After nearly a decade on the market, the Lancer still delivers crisp looks and high feature content for the money. But what really sets it apart from other compact sedans is the availability of all-wheel drive.

Pricing and Equipment

As before, the Lancer is offered in four trim levels. The turbocharged Ralliart is gone, but the upmarket the SEL has been added:

  • Starting at just $17,595, the ES offers you features like automatic climate control, heated mirrors, foglamps, and alloys wheels.
  • Priced at $20,995, the popular SE gets a larger engine and standard all-wheel drive, plus extras such as heated front seats, keyless ignition, a rearview camera, and an upgraded sound system.
  • The new SEL ($21,995) adds an upgraded interior with leather upholstery and some additional convenience features.
  • The sporty GT get is own suspension and premium features like a sunroof and a Rockford Fosgate sound system, all starting a $22,495.

All models are eligible for a navigation system ($1,800), LED foglamps ($320), and rear parking sensors ($295).

Performance Pros

Mitsubishi Lancer

The Lancer ES starts out with a 2-liter four-cylinder engine with 148 horsepower, matched to a five-speed manual transmission or optional ($1,000) continuously variable automatic (CVT). For another $1,400, you can upgrade to a 2.4-liter four-cylinder good for 168 horsepower, which includes the CVT and all-wheel drive. The SE and SEL come standard with this setup.
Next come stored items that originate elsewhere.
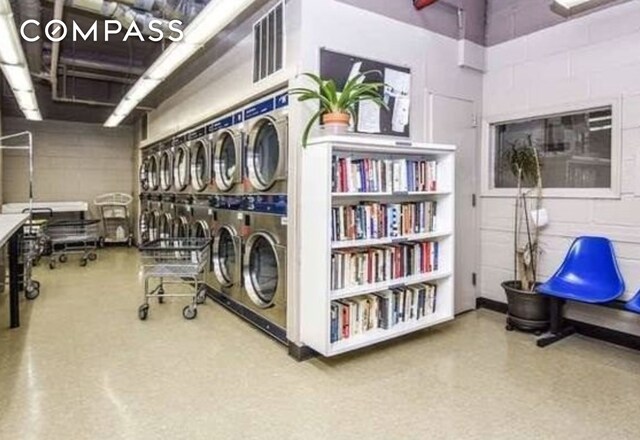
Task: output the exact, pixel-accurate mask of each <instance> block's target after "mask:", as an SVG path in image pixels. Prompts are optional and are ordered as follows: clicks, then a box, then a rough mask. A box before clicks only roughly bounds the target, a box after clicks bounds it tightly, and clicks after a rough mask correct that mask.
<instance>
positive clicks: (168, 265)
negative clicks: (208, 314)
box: [138, 238, 211, 321]
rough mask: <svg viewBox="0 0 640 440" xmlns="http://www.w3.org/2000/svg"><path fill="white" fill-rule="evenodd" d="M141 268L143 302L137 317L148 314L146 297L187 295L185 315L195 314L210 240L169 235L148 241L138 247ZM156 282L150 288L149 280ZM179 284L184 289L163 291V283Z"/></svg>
mask: <svg viewBox="0 0 640 440" xmlns="http://www.w3.org/2000/svg"><path fill="white" fill-rule="evenodd" d="M140 252H141V254H142V272H143V276H144V303H143V304H142V305H141V306H140V308H139V309H138V317H139V318H140V319H141V320H143V321H144V320H146V319H147V317H148V316H149V308H150V305H149V300H151V299H153V298H157V299H158V302H159V303H160V304H162V303H163V302H164V298H167V297H182V298H191V300H192V302H191V304H189V305H187V306H185V307H184V309H183V310H182V315H183V316H184V318H185V319H189V320H191V319H195V317H196V316H198V305H199V304H202V303H204V301H205V299H206V288H205V281H204V272H205V267H206V265H207V263H208V261H209V254H210V252H211V240H210V239H206V238H170V239H160V240H155V241H152V242H150V243H148V244H145V245H143V246H141V247H140ZM154 278H155V279H157V280H158V285H157V286H156V287H154V288H153V289H152V288H151V280H152V279H154ZM168 285H181V286H183V287H184V288H185V292H186V293H178V292H176V293H173V292H172V293H167V292H166V291H165V286H168Z"/></svg>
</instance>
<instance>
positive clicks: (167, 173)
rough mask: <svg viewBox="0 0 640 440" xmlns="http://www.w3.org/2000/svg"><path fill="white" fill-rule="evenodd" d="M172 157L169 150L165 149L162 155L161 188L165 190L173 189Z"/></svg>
mask: <svg viewBox="0 0 640 440" xmlns="http://www.w3.org/2000/svg"><path fill="white" fill-rule="evenodd" d="M171 174H172V170H171V157H170V156H169V152H168V151H165V152H164V153H162V156H160V188H162V190H163V191H170V190H171Z"/></svg>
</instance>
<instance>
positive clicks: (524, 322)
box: [502, 135, 549, 333]
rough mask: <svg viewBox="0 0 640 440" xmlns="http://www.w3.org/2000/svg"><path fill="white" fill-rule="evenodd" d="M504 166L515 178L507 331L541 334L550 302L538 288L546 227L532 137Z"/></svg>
mask: <svg viewBox="0 0 640 440" xmlns="http://www.w3.org/2000/svg"><path fill="white" fill-rule="evenodd" d="M503 164H504V166H505V167H506V168H507V169H508V171H509V172H511V174H512V175H513V177H514V178H515V179H516V183H517V186H516V188H517V190H516V200H515V210H514V230H513V244H514V249H513V252H514V255H513V274H514V279H513V280H510V281H505V282H503V283H502V287H503V288H504V290H505V293H506V295H507V302H508V308H509V311H508V317H507V327H506V328H507V330H509V331H511V330H514V329H516V328H517V329H520V330H527V331H534V332H536V333H541V332H542V331H544V330H546V329H547V327H548V326H549V299H548V298H547V297H546V296H543V295H539V294H537V293H536V291H535V289H536V287H537V286H538V285H539V284H540V283H539V282H538V259H539V257H540V241H539V237H540V234H539V232H540V228H541V227H543V226H544V223H545V222H546V220H543V219H542V217H543V216H544V214H543V212H544V211H543V210H541V205H542V176H541V172H540V160H539V157H538V151H537V150H536V148H535V146H534V145H533V141H532V138H531V136H530V135H529V136H527V137H526V138H524V139H520V140H518V141H516V142H514V143H511V144H510V148H508V149H507V150H506V151H505V152H504V154H503Z"/></svg>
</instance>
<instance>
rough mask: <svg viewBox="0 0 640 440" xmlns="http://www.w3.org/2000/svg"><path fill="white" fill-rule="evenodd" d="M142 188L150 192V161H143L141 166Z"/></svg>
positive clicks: (142, 188)
mask: <svg viewBox="0 0 640 440" xmlns="http://www.w3.org/2000/svg"><path fill="white" fill-rule="evenodd" d="M140 188H141V189H142V190H143V191H149V159H145V160H143V161H142V165H140Z"/></svg>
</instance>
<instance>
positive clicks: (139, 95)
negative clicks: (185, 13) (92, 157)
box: [104, 0, 256, 127]
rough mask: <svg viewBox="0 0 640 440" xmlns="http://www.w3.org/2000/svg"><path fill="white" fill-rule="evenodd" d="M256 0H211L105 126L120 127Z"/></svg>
mask: <svg viewBox="0 0 640 440" xmlns="http://www.w3.org/2000/svg"><path fill="white" fill-rule="evenodd" d="M255 1H256V0H211V1H210V2H209V4H208V5H207V6H206V7H205V8H204V9H203V10H202V11H201V12H200V14H198V16H197V17H196V18H195V19H194V20H193V21H192V22H191V24H189V26H187V28H186V29H185V30H184V38H183V39H182V41H181V42H176V43H172V44H171V45H170V46H169V47H168V48H167V49H166V50H165V51H164V52H162V54H161V55H160V56H159V57H158V59H157V60H155V62H154V63H153V64H152V65H151V67H149V68H148V69H147V71H146V72H145V73H144V74H143V75H142V77H141V78H140V79H139V80H138V81H137V82H136V83H135V84H134V85H133V87H131V89H130V90H129V92H128V93H127V94H126V95H125V97H124V98H123V100H122V101H121V102H120V104H119V105H118V107H116V109H115V111H114V112H113V114H112V115H111V116H110V117H109V119H108V120H107V122H105V124H104V126H105V127H117V126H118V125H120V123H121V122H122V121H123V120H124V119H125V118H126V117H127V116H129V114H130V113H131V112H132V111H133V110H134V109H135V108H136V106H137V105H138V104H140V102H142V100H143V99H144V98H146V97H147V96H148V95H149V94H150V93H151V92H152V91H153V90H155V88H156V87H158V86H159V85H160V84H161V83H162V82H163V81H164V80H166V79H167V78H168V77H169V76H170V75H171V74H172V73H173V72H175V71H176V70H177V69H178V68H179V67H180V66H182V65H183V64H184V63H185V62H186V61H187V60H188V59H189V58H191V57H192V56H193V54H195V53H196V52H197V51H198V50H199V49H200V48H201V47H202V46H203V45H204V44H206V43H207V42H208V41H209V40H211V39H212V38H213V37H215V36H216V35H217V34H218V33H220V32H221V31H222V30H223V29H224V28H225V27H227V26H228V25H229V24H230V23H231V22H232V21H233V20H234V19H236V18H237V17H238V16H239V15H240V14H241V13H242V12H243V11H244V10H246V9H247V8H248V7H249V6H251V4H253V3H254V2H255Z"/></svg>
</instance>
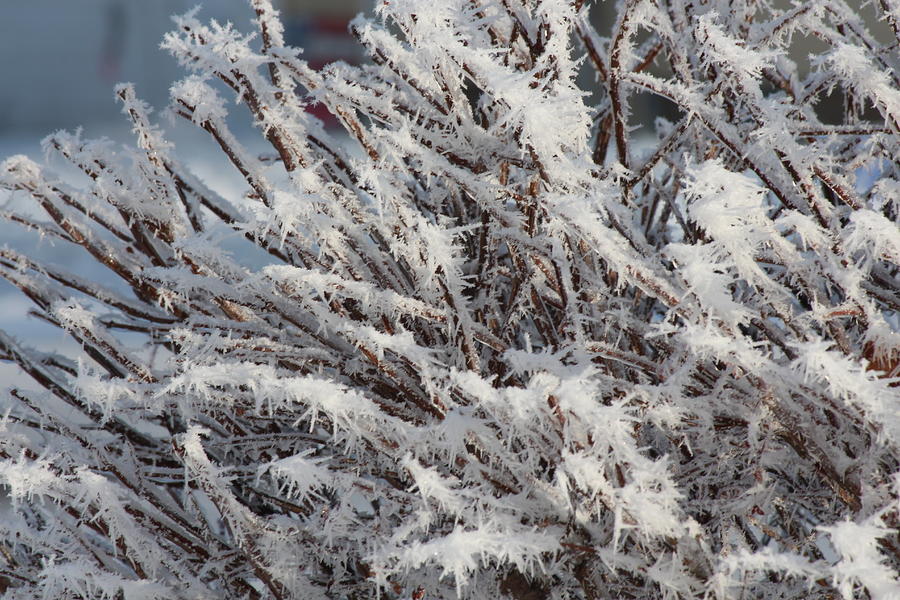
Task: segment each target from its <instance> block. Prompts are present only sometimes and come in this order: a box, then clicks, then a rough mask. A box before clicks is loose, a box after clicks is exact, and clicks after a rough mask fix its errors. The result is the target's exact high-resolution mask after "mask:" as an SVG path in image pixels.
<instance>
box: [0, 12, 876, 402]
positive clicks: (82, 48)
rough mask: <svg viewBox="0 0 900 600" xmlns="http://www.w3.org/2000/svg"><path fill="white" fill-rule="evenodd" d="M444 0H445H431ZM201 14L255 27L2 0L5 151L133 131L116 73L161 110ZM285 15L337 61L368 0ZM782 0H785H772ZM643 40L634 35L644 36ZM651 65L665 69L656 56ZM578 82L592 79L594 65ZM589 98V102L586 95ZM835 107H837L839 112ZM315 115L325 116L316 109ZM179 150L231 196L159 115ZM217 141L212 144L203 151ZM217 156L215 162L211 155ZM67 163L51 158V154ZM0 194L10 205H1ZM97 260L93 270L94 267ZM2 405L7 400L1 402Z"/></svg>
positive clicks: (0, 283) (870, 24) (240, 27)
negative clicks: (355, 17)
mask: <svg viewBox="0 0 900 600" xmlns="http://www.w3.org/2000/svg"><path fill="white" fill-rule="evenodd" d="M434 1H435V2H440V1H441V0H434ZM847 1H848V4H849V5H851V6H853V5H858V6H859V10H860V14H861V15H862V16H863V17H864V18H865V19H866V20H867V21H868V22H869V24H870V25H873V24H874V20H875V18H874V14H875V13H874V8H873V6H872V3H869V2H864V1H863V0H847ZM198 2H199V3H201V4H202V8H201V10H200V13H199V17H200V18H201V19H203V20H208V19H216V20H219V21H221V22H229V21H230V22H232V23H234V24H235V26H236V27H237V28H238V29H240V30H242V31H252V30H254V26H253V25H252V24H251V20H252V19H253V16H254V15H253V12H252V10H251V8H250V7H249V5H248V4H249V3H248V2H246V1H245V0H25V1H16V0H3V1H2V2H0V160H3V159H4V158H6V157H8V156H11V155H14V154H27V155H29V156H31V157H33V158H35V159H38V160H39V159H40V157H41V149H40V140H41V139H42V138H43V137H45V136H46V135H48V134H50V133H52V132H53V131H55V130H58V129H70V130H71V129H75V128H76V127H79V126H81V127H84V129H85V135H86V137H90V138H95V137H101V136H106V137H109V138H111V139H113V140H115V141H121V142H126V141H129V139H130V134H129V126H128V123H127V120H126V119H125V118H124V117H123V116H122V115H121V114H120V113H119V106H118V105H117V104H116V103H115V102H114V100H113V91H112V90H113V86H114V85H115V84H116V83H118V82H123V81H130V82H132V83H134V84H135V86H136V89H137V93H138V95H139V96H140V97H141V98H143V99H144V100H145V101H147V102H149V103H150V104H151V105H152V106H154V107H155V108H156V109H157V111H159V109H162V108H163V107H165V106H166V104H167V101H168V90H169V86H170V85H171V84H172V83H173V82H174V81H176V80H178V79H179V78H181V77H182V76H183V75H184V72H183V71H182V69H181V68H180V67H179V66H178V65H177V63H176V61H175V60H174V59H173V58H172V57H170V56H169V55H168V53H166V52H165V51H163V50H161V49H160V48H159V45H160V42H161V41H162V38H163V35H164V33H165V32H167V31H169V30H170V29H171V28H172V26H173V24H172V21H171V18H170V15H173V14H182V13H185V12H187V11H188V10H190V9H191V8H193V7H194V5H195V4H197V3H198ZM275 2H276V6H277V8H278V9H280V11H281V14H282V20H283V21H284V24H285V37H286V39H287V42H288V43H289V44H291V45H294V46H300V47H303V48H304V55H303V56H304V58H305V59H306V60H307V61H309V62H310V63H311V65H312V66H314V67H318V66H321V65H323V64H325V63H327V62H331V61H334V60H347V61H348V62H354V61H357V60H360V59H361V54H360V52H359V49H358V46H357V45H356V44H355V42H354V41H353V40H352V38H351V37H350V35H349V34H348V33H347V22H348V21H349V20H350V19H351V18H352V17H353V16H355V15H356V14H357V13H359V12H362V11H364V10H365V9H368V8H369V7H371V6H373V5H374V0H275ZM778 2H781V3H783V4H784V5H785V6H789V4H790V0H778ZM614 6H615V2H614V1H613V0H605V1H604V0H595V1H594V2H593V7H592V19H593V21H594V23H595V26H596V27H597V30H598V32H599V33H600V35H609V32H610V29H611V27H612V23H613V17H612V15H613V10H614ZM875 31H876V34H879V35H880V36H887V39H889V38H890V32H889V30H888V29H887V25H886V24H884V23H881V24H876V25H875ZM639 41H640V40H639ZM822 49H823V48H822V47H821V44H820V43H819V45H818V47H817V42H816V41H815V40H814V39H813V38H811V37H805V36H803V35H798V36H796V44H795V46H794V48H792V49H791V57H792V58H794V59H795V60H797V61H798V63H800V64H801V65H803V64H808V63H807V61H806V57H807V55H808V54H809V53H810V52H817V51H821V50H822ZM651 69H652V70H653V71H654V72H656V74H658V75H661V76H667V75H668V73H666V72H665V71H664V70H662V68H661V67H659V65H655V66H653V67H651ZM581 85H582V87H583V89H591V88H592V87H593V86H594V85H595V84H594V81H593V78H592V77H591V76H590V75H586V76H585V77H584V78H583V81H582V82H581ZM587 102H588V103H591V104H593V103H596V99H595V98H590V97H589V98H588V99H587ZM630 103H631V108H632V118H633V120H634V123H633V125H634V126H635V127H637V128H641V129H643V132H639V133H644V135H649V134H650V132H651V128H650V127H649V126H650V124H651V123H652V120H653V117H654V116H656V115H660V116H666V117H668V118H670V119H676V118H677V116H678V111H677V110H676V109H675V107H674V106H671V105H667V104H666V103H665V102H663V101H661V100H659V98H657V97H655V96H652V95H650V94H635V95H634V96H632V97H631V99H630ZM818 110H819V111H820V116H822V118H823V119H824V120H826V121H829V120H831V119H832V118H833V117H829V113H835V114H837V115H838V117H839V116H840V111H841V99H840V97H839V96H838V93H835V97H834V98H832V99H830V100H825V101H823V102H821V103H820V106H819V107H818ZM835 111H836V112H835ZM235 112H236V113H238V118H237V119H236V120H235V121H234V127H235V133H236V134H237V135H238V136H239V137H241V138H243V140H244V143H245V144H246V145H247V146H249V147H250V148H251V149H256V148H259V149H260V150H263V148H262V145H261V142H260V141H259V136H258V135H254V134H253V132H252V131H251V129H250V123H249V120H248V119H246V118H243V117H244V115H243V114H242V113H241V111H240V110H236V111H235ZM319 116H322V117H327V115H325V114H323V113H320V115H319ZM163 125H164V126H165V127H166V129H167V133H168V135H169V137H170V138H173V139H174V141H175V142H176V152H177V153H178V156H179V157H180V158H181V160H182V161H183V162H186V163H188V165H189V166H190V167H191V168H192V169H193V170H194V171H195V173H196V174H197V175H199V176H200V177H201V179H204V180H205V182H206V183H207V185H208V186H209V187H212V188H213V189H216V191H218V192H220V193H222V194H223V195H225V196H226V197H230V196H233V195H235V194H240V189H241V185H240V178H239V176H237V175H236V174H235V173H233V169H231V168H230V167H229V165H227V164H224V162H223V159H221V157H220V156H219V154H220V153H217V152H216V151H215V149H214V148H212V147H211V146H210V145H209V144H210V142H209V140H207V139H206V136H205V135H203V134H202V132H198V131H195V128H192V127H189V126H185V124H175V125H174V126H173V125H169V124H166V123H165V122H163ZM210 150H212V151H210ZM217 161H219V162H217ZM51 166H52V167H54V168H56V169H63V171H62V172H63V173H64V174H65V170H64V168H63V167H62V166H61V165H59V163H58V161H57V162H56V163H53V164H52V165H51ZM10 204H12V205H14V206H19V207H21V206H26V205H29V204H30V201H29V200H28V199H27V198H24V197H18V198H17V197H11V196H10V195H9V194H6V193H5V192H2V191H0V209H2V208H10V206H9V205H10ZM3 205H6V206H5V207H4V206H3ZM3 245H8V246H10V247H12V248H16V249H18V250H21V251H23V252H28V253H30V254H31V255H33V256H35V257H37V258H39V259H40V260H42V261H46V262H49V263H54V264H56V265H58V266H65V267H67V268H69V269H72V270H76V271H78V272H79V273H80V274H82V275H85V276H90V277H98V278H100V279H101V280H105V279H108V277H107V275H106V273H104V272H102V268H101V267H97V265H96V264H95V263H94V262H93V261H91V260H89V259H88V258H87V257H86V256H80V255H79V254H78V252H77V251H76V252H72V250H71V249H69V248H65V247H63V245H61V244H57V245H53V244H52V243H51V242H50V241H48V240H42V239H40V238H39V237H38V236H36V235H34V234H33V233H31V232H28V231H25V230H23V229H22V228H20V227H16V226H11V225H9V224H8V223H7V222H6V221H4V220H3V219H0V246H3ZM98 269H100V271H99V272H92V270H94V271H96V270H98ZM28 306H29V304H28V302H27V300H26V299H25V298H24V297H23V296H22V295H21V294H19V293H18V292H17V291H16V290H15V289H14V288H13V287H12V286H11V285H10V284H8V283H7V282H6V281H5V280H2V279H0V330H5V331H7V332H10V333H12V334H13V335H15V336H17V337H19V338H20V339H21V340H22V341H24V342H26V343H28V344H31V345H38V346H47V345H51V346H52V345H56V344H62V345H63V347H65V345H66V344H68V343H70V342H66V341H65V339H64V337H63V336H62V335H60V333H59V332H58V331H56V330H54V329H53V328H51V327H49V326H46V325H44V324H42V323H41V322H39V321H38V320H37V319H34V318H28V317H27V316H26V313H27V309H28ZM14 373H15V371H14V369H13V368H12V366H11V365H9V364H8V363H4V362H3V361H2V360H0V409H2V403H3V398H4V396H5V394H4V393H3V391H4V388H6V387H8V386H10V385H20V384H21V383H20V380H19V379H18V376H16V375H15V374H14ZM0 412H2V411H0Z"/></svg>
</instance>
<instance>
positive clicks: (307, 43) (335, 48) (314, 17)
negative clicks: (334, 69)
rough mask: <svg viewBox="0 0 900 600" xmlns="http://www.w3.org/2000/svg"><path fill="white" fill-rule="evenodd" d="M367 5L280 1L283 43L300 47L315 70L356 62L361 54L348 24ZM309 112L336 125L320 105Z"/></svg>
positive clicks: (327, 111)
mask: <svg viewBox="0 0 900 600" xmlns="http://www.w3.org/2000/svg"><path fill="white" fill-rule="evenodd" d="M368 4H370V3H369V2H363V1H362V0H281V2H280V3H279V7H280V9H281V18H282V21H283V22H284V37H285V42H286V43H287V44H289V45H291V46H296V47H298V48H303V58H304V59H305V60H307V61H308V62H309V65H310V66H311V67H312V68H314V69H320V68H322V67H323V66H325V65H327V64H328V63H332V62H335V61H344V62H347V63H350V64H356V63H359V62H360V61H361V60H362V59H363V54H362V51H361V48H360V46H359V44H358V43H357V42H356V40H354V39H353V36H352V35H351V34H350V32H349V29H348V24H349V22H350V20H351V19H352V18H353V17H355V16H356V14H357V13H359V12H361V11H362V10H363V9H364V8H365V7H366V6H367V5H368ZM310 112H311V113H312V114H314V115H315V116H316V117H318V118H320V119H321V120H322V121H323V122H324V123H325V124H326V125H327V126H335V125H337V121H336V119H335V117H334V116H333V115H332V114H331V113H329V112H328V111H327V110H326V109H325V108H324V107H323V106H321V105H316V106H313V107H311V109H310Z"/></svg>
The front-drive-only GT also gets the 2.4-liter, along with your choice of the manual or CVT.

Performance highlights include:

  • Steering/Handling: The Lancer has always been on the sporty side of this class. Its quick, confident handling remains one of its best attributes.
  • All-Wheel Drive: It's optional or standard on all models except the GT, a rarity for this class.
  • Acceleration: The 2.4-liter engine used in most models is more than sufficient to move the Lancer with authority.

Performance Cons

  • At 25-30 mpg in combined city and highway driving, the Lancer trails most competitors by at least a few mpg.
  • Other compacts have come a long way in terms of ride quality, and the Lancer's now ranks as below average.

Interior Pros

  • The rear accommodations are surprisingly spacious. Two adults can ride in all-day comfort; three will fit fine on short trips.
  • A split-folding rear seat is standard across the board.

Interior Cons

  • While the interior looks better than it used to, the design and materials remain disappointing considering the level of refinement found in other compacts these days.
  • Wind noise can become downright annoying at highway speeds.

The Most Pleasant Surprise

The Lancer is the cheapest route to an all-wheel drive vehicle with leather seating that we know of.

The Least Pleasant Surprise

Despite regular updates, the Lancer feels like the product of a different era.

The Bottom Line

Cost-conscious buyers who must have all-wheel drive will be able to overlook the Lancer's age-related shortcomings.